Matt Ward has written a great piece about spreadsheets (no, really!).
"Relationships between staff, moments of educational joy, transformative learning experiences, where buried under numeric representation. The performance of the software hid the nuance of the experience, which ultimately made it more difficult for me to think about new possibilities. I found myself ever more adept in my new realism, but evermore disconnected to the future I was aiming to produce."
I wonder if spreadsheets have driven the mania for reducing all of life to numbers. This is most visible when the numbers equate to money, when all artistic output is judged solely on "value for money" or "ROI", but is also endemic in business support's desire for surveys and the like which reduce all work to a count of businesses, or employees, or thousands of pounds of investment raised.
As ever, we need better tools, rather than to force more and more of life into terms that digital computers understand.

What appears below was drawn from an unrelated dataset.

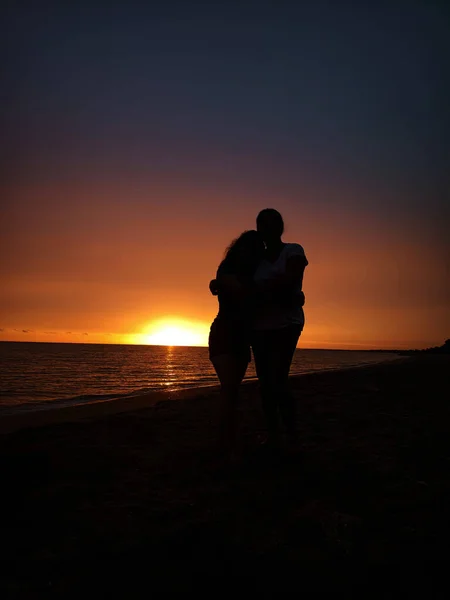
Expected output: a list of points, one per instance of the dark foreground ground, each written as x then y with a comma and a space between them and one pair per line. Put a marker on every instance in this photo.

That's not to say spreadsheets aren't useful tools. They are, but the reduction-of-life-to-a-simple-number is a seductive draw.
I think I properly embraced spreadsheets as a tool when we ditched Microsoft Project and started using Excel for project planning when I was at STNC. At least that was partly in response to the understanding that project plans are permanently incomplete pictures of what you'd like to happen, and so tools to let you edit quickly and get a good-enough feel for the shape and realism of dates/work are far better than ones that encourage you to obsess endlessly for the perfect Gantt chart. That doesn't ever stop your boss asking for an exact deadline date, mind... maybe that's the pressure point to poke at?